Gisvaldo, o atrasado
Por Renato Motta
Sua vida era assim mesmo, não conseguia nunca chegar na hora exata, estava sempre atrasado e por mais que tentasse usar métodos diferentes, algum imprevisto sempre acontecia.
Não se recorda quando teve inicio esta fase, mas insistia em atribuir a alguma maldição, praga de alguma ex ou mesmo forças sobrenaturais. Não tinha como adivinhar ou pesquisar e recusava qualquer tipo de método cientifico para descobrir.
Analise? - dizia ele - Isso é coisa para maluco!
Tentando justificar sua limitação financeira para o tratamento. O certo é que naquele dia o cumulo aconteceu.
Acordou mais atrasado que o normal, se dando conta que o mundo inteiro já trabalhava. No banheiro, seu irmão caçula demorava a sair do banho e quando conseguiu entrar, uma indigestão estomacal o atrasou no banheiro.
Tomou seu banho em menos de dez minutos, em vão pois sua roupa estava toda amassada, tendo a ingrata tarefa de buscar o ferro e a tábua para passar. Sua irritação se manifestou quanto teve que armar a tábua.
Desceu a cozinha, arrumado, para engolir um rápido cafezinho, eis que mandou sem gole em uma cusparada longe ao ponto de lambuzar toda a porta da geladeira. Perdeu um tempo precioso em requentar seu café – nada pior que um café requentado – balbuciou entre os dentes.

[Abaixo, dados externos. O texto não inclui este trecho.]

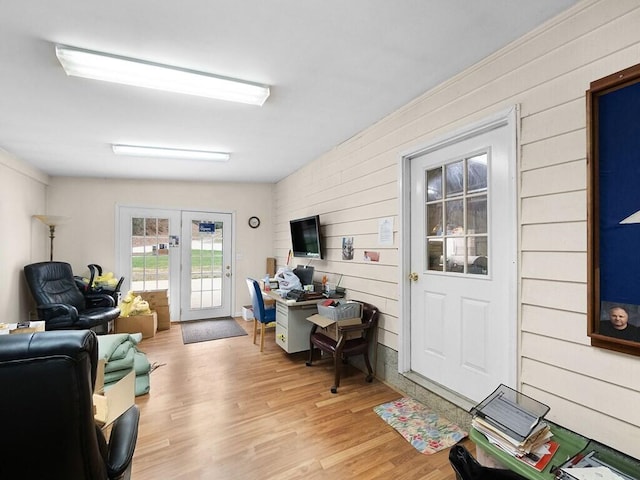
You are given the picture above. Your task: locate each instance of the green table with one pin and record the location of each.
(569, 443)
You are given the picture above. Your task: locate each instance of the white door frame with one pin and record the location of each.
(509, 118)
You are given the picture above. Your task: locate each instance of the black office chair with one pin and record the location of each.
(61, 304)
(468, 468)
(261, 315)
(48, 428)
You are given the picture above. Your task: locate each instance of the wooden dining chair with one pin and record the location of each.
(261, 316)
(343, 348)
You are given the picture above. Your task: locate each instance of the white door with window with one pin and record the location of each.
(187, 253)
(206, 265)
(462, 280)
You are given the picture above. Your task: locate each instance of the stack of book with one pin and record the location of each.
(515, 423)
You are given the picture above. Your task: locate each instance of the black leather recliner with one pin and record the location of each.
(48, 429)
(62, 305)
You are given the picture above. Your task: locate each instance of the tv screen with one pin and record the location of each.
(305, 237)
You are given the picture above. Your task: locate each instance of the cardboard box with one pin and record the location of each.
(145, 324)
(329, 327)
(155, 298)
(110, 404)
(164, 322)
(271, 266)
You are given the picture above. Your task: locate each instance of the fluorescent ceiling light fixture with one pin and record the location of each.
(157, 152)
(79, 62)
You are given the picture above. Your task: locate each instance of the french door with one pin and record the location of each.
(206, 270)
(188, 253)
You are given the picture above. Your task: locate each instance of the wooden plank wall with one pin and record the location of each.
(546, 73)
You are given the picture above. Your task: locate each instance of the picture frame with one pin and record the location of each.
(613, 211)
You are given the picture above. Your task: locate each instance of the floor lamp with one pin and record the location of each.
(52, 221)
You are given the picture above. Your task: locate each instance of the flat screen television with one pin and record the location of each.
(305, 237)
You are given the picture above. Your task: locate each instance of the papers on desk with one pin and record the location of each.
(595, 473)
(35, 326)
(589, 467)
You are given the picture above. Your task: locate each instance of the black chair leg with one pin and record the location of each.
(369, 377)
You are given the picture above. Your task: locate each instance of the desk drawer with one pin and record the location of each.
(282, 336)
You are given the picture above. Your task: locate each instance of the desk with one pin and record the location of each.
(292, 326)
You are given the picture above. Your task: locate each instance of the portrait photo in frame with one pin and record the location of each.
(613, 221)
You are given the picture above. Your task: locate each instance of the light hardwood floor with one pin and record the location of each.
(222, 410)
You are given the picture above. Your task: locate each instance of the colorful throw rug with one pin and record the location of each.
(420, 426)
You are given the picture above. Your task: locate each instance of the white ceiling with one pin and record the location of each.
(335, 67)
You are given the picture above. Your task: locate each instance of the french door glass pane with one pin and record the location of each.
(454, 173)
(477, 173)
(461, 208)
(149, 253)
(206, 264)
(434, 184)
(477, 214)
(434, 254)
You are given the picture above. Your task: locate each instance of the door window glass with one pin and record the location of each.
(149, 253)
(461, 208)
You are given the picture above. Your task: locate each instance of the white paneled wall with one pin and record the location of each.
(546, 73)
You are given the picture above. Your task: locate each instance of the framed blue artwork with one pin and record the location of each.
(613, 221)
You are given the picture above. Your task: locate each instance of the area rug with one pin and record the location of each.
(420, 426)
(211, 329)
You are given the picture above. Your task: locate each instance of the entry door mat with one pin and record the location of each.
(211, 329)
(423, 428)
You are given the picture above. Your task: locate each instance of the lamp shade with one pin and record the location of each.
(52, 220)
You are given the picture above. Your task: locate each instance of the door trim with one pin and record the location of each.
(509, 118)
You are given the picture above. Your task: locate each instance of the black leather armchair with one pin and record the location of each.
(343, 348)
(48, 429)
(62, 305)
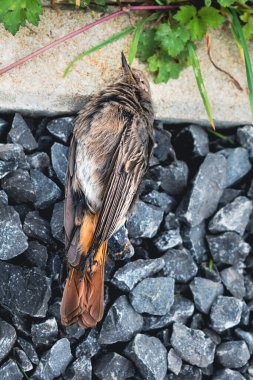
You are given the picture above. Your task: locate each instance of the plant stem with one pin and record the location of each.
(83, 29)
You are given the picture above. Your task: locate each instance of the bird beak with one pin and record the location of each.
(125, 65)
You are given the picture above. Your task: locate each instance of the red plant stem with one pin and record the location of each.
(83, 29)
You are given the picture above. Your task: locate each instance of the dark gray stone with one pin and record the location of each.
(3, 198)
(247, 336)
(29, 350)
(194, 241)
(233, 354)
(47, 192)
(3, 127)
(238, 164)
(174, 178)
(245, 138)
(12, 157)
(194, 140)
(130, 274)
(89, 346)
(149, 355)
(163, 149)
(193, 346)
(22, 360)
(10, 371)
(153, 295)
(167, 240)
(119, 246)
(174, 362)
(208, 186)
(229, 195)
(80, 369)
(39, 161)
(25, 291)
(19, 187)
(160, 199)
(37, 228)
(59, 156)
(36, 254)
(121, 323)
(113, 366)
(144, 221)
(187, 372)
(181, 310)
(228, 374)
(232, 217)
(21, 134)
(228, 248)
(61, 128)
(8, 338)
(54, 362)
(12, 239)
(44, 333)
(179, 264)
(57, 222)
(205, 293)
(225, 313)
(233, 280)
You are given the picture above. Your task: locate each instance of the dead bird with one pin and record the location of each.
(109, 153)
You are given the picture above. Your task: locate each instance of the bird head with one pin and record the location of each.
(135, 76)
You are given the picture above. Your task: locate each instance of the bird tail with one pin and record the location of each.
(83, 301)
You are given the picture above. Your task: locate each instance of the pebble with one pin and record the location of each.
(144, 221)
(149, 355)
(121, 323)
(174, 362)
(225, 313)
(232, 217)
(13, 241)
(19, 187)
(61, 128)
(153, 295)
(233, 281)
(228, 248)
(233, 354)
(112, 366)
(205, 292)
(10, 371)
(179, 264)
(21, 134)
(59, 156)
(57, 222)
(25, 291)
(126, 277)
(181, 310)
(193, 346)
(245, 138)
(44, 333)
(202, 201)
(8, 338)
(47, 192)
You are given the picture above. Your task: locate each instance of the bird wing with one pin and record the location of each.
(127, 167)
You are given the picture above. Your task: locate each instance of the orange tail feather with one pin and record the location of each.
(83, 302)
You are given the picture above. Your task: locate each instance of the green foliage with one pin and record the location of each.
(14, 14)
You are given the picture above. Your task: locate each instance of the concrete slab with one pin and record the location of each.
(38, 87)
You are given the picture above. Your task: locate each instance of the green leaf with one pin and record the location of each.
(147, 45)
(211, 16)
(197, 28)
(108, 41)
(185, 14)
(238, 31)
(199, 79)
(14, 14)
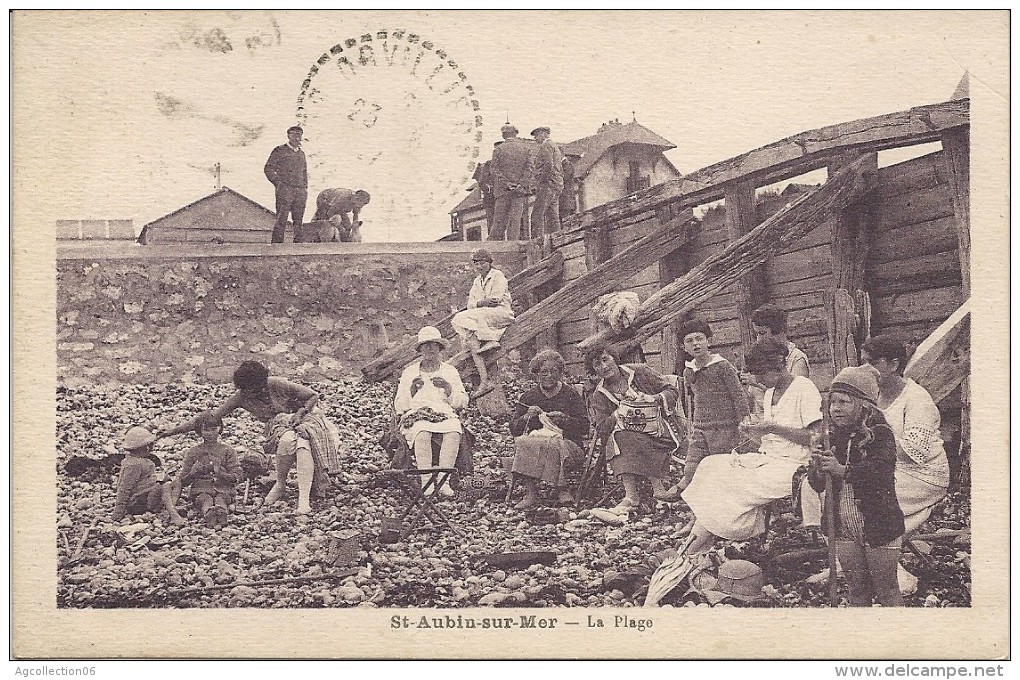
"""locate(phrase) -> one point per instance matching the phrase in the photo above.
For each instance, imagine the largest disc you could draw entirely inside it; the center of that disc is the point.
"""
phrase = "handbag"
(640, 417)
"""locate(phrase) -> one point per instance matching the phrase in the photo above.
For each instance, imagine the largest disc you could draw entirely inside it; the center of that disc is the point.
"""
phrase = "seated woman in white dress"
(428, 396)
(729, 492)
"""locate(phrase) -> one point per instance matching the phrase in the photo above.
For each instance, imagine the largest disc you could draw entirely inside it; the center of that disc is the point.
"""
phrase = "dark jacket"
(871, 454)
(287, 166)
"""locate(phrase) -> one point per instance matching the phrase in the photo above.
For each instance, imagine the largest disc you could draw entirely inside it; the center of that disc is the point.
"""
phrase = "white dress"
(430, 397)
(728, 492)
(922, 469)
(488, 323)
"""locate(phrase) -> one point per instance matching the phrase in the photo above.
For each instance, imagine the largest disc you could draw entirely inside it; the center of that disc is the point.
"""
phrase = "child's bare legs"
(870, 573)
(221, 508)
(284, 464)
(306, 471)
(204, 504)
(474, 348)
(701, 540)
(423, 454)
(170, 493)
(448, 457)
(530, 499)
(631, 493)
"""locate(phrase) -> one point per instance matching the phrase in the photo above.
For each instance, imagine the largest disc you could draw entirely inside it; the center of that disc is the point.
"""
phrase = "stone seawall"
(193, 313)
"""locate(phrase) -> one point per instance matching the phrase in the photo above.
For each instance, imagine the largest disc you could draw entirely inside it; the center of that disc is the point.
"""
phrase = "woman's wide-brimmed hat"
(430, 334)
(860, 381)
(740, 579)
(138, 437)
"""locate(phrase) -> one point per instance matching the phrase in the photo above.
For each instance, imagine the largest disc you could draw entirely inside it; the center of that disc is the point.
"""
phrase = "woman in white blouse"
(922, 469)
(488, 315)
(428, 396)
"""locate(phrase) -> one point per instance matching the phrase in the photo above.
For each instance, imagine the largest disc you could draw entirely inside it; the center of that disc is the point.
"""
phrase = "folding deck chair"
(420, 498)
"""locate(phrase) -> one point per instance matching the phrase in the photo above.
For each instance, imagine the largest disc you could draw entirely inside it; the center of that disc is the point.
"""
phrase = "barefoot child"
(138, 488)
(212, 470)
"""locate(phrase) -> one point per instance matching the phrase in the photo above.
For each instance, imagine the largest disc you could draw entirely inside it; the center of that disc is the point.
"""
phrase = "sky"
(123, 114)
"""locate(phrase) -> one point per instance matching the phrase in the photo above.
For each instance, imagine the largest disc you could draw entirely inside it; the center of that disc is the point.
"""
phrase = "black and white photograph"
(425, 334)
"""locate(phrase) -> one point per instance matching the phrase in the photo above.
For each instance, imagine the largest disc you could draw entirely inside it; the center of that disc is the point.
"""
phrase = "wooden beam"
(956, 155)
(941, 361)
(849, 251)
(597, 248)
(771, 237)
(672, 267)
(786, 158)
(606, 277)
(520, 285)
(742, 217)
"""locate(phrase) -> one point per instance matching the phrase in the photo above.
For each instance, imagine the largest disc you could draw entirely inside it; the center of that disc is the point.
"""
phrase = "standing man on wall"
(288, 170)
(509, 169)
(483, 176)
(548, 164)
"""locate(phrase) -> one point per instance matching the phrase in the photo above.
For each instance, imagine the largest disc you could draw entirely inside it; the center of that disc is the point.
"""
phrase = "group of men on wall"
(518, 169)
(337, 210)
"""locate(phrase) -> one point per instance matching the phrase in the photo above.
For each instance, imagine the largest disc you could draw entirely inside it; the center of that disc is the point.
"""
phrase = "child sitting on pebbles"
(211, 470)
(139, 490)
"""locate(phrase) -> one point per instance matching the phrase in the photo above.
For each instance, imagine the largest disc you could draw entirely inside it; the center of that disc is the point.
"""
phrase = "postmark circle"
(394, 114)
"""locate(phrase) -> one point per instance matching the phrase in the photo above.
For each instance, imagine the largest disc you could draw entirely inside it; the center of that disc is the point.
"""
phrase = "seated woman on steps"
(549, 424)
(428, 396)
(489, 313)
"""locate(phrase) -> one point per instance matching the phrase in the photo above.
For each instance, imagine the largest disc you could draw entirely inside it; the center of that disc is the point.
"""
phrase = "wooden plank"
(913, 208)
(933, 305)
(520, 285)
(813, 283)
(810, 263)
(956, 147)
(715, 273)
(941, 362)
(597, 249)
(917, 273)
(849, 239)
(910, 176)
(936, 236)
(742, 217)
(788, 157)
(842, 329)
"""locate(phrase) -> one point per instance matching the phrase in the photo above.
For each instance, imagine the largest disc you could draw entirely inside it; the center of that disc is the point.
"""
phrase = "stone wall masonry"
(193, 313)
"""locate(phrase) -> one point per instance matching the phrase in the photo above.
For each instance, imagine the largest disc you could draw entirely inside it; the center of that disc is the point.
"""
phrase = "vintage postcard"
(709, 388)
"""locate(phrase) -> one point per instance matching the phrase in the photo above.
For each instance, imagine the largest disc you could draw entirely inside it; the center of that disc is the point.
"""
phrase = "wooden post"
(956, 155)
(672, 267)
(742, 216)
(597, 248)
(847, 305)
(550, 337)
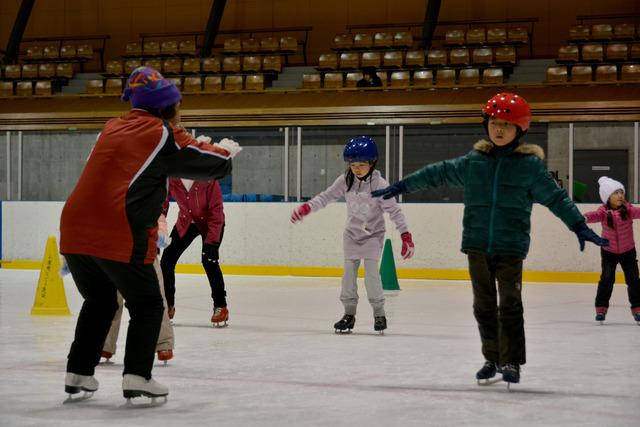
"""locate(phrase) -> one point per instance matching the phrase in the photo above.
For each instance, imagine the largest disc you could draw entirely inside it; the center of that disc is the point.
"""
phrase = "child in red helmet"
(501, 179)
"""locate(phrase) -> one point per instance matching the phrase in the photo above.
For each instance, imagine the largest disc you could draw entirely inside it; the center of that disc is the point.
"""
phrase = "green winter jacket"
(500, 187)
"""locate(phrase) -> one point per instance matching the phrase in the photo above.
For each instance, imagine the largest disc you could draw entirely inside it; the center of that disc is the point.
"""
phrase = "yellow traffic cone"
(50, 297)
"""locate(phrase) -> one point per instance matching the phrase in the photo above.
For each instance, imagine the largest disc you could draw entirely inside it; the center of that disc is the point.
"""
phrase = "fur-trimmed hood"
(530, 149)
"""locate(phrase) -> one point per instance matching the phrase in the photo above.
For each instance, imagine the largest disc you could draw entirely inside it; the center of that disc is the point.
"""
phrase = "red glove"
(408, 248)
(299, 213)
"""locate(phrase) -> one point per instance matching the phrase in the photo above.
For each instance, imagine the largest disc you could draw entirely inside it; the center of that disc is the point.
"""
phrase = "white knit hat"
(608, 186)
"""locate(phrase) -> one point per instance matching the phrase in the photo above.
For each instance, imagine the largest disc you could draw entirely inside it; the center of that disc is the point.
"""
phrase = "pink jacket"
(202, 205)
(621, 235)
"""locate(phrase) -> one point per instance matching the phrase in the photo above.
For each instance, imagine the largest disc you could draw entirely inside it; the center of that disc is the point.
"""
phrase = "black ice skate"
(347, 323)
(380, 324)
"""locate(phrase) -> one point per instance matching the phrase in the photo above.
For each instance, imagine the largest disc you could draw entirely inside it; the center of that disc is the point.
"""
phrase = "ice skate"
(380, 324)
(74, 384)
(136, 386)
(347, 323)
(165, 355)
(220, 315)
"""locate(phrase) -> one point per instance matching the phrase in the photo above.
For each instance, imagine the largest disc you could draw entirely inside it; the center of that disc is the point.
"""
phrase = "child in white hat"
(616, 216)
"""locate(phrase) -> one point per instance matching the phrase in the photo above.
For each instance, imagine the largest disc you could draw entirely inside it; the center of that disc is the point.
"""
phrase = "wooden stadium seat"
(630, 73)
(437, 57)
(482, 55)
(454, 37)
(192, 84)
(601, 32)
(213, 84)
(557, 74)
(363, 41)
(445, 77)
(422, 78)
(606, 73)
(231, 64)
(51, 52)
(624, 31)
(496, 35)
(505, 55)
(392, 59)
(288, 44)
(254, 82)
(311, 81)
(251, 64)
(403, 39)
(617, 52)
(29, 71)
(133, 49)
(114, 68)
(371, 59)
(95, 86)
(328, 61)
(24, 88)
(43, 88)
(343, 41)
(46, 71)
(518, 36)
(6, 89)
(250, 45)
(269, 44)
(592, 52)
(469, 77)
(352, 79)
(581, 74)
(172, 66)
(272, 63)
(383, 40)
(493, 76)
(459, 56)
(579, 33)
(233, 82)
(187, 47)
(568, 54)
(169, 47)
(151, 48)
(349, 60)
(333, 80)
(476, 36)
(414, 58)
(65, 70)
(210, 65)
(113, 86)
(192, 66)
(12, 72)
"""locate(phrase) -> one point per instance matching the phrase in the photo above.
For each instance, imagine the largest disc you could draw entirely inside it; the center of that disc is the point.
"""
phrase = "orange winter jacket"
(113, 211)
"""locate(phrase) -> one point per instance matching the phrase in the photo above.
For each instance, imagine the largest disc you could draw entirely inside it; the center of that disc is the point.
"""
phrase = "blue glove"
(584, 233)
(391, 191)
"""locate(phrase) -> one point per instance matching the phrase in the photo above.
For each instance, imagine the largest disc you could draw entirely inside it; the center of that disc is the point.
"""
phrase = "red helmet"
(510, 108)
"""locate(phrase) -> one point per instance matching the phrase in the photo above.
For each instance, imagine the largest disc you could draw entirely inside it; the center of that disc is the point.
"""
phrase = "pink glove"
(408, 248)
(300, 212)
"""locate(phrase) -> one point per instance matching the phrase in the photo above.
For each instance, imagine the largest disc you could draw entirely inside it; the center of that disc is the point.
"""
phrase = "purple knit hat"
(147, 88)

Ao chegar ao ponto de ônibus, raios e trovões anunciaram foram o estampido para o temporal que desabou no Rio de Janeiro. Naquela hora teve que voltar correndo para casa buscar o seu guarda-chuva que havia esquecido deixado do armário. Descobriu que não estava lá e teve que buscar na casa inteira. Encontrou no quartinho de empregada e quando saiu... seu ônibus passou vazio na sua porta sem dar tempo de pega-lo. Esperou mais quarenta minutos até que o outra condução viesse.
Entrou, pagou e passou a roleta. Nenhum lugar para sentar e ainda por cima lotado! Pensou desanimado e ainda por cima, com o temporal, uma série de acidentes engarrafaram a cidade de ponta a ponta. E foi uma eternidade o “lengalenga” do trânsito e só pensava no trabalho acumulado da repartição.
Quando tudo indicava que o transito ia fluir, uma explosão decretou o rombo no pneu dianteiro do transporte. Desesperado, levou a mão na cabeça se perguntando: “O que fiz a Deus? O que fiz a Deus?” O local era de péssimo acesso e não havia outra alternativa a não ser esperar um outro ônibus da mesma linha.
Finalmente chegou ao trabalho quase na hora de voltar. Mas antes, teve que enfrentar a enorme fila até entrar no elevador, pois apenas um estava funcionando. Sua irritação passava dos limites normais.
Chegou ao seu departamento, e de súbito se lembrou de uma reunião extremamente importante com a diretoria que havia acabado naquele momento. Logo em seguida o setor de protocolo entregou um comunicado expedido a mais de um mês que informava seu processo demissional.
Arrasado, ainda teve que ouvir piadinhas dos colegas: - Chegou cedo para amanhã, hein Gisvaldo! – Ei Gisvaldo, já vai embora?
Resolveu ir para casa e foi para os elevadores, que demoravam a passar e ficou aguardando pelo menos uma hora afinal de contas, já estava no fim do expediente.
Olhou para os belos janelões modernos, caminhou sem esboçar alguma reação, abriu e se jogou do sétimo andar. Naquele momento sentiu a plenitude da liberdade tendo a certeza que chegaria mais rápido que todos.
Caiu no vácuo até sentir o impacto no chão....abriu o olho meio desorientado com uma terrível dor nas costas.
- Droga – olhando para o relógio – acordei mais atrasado que o normal!!!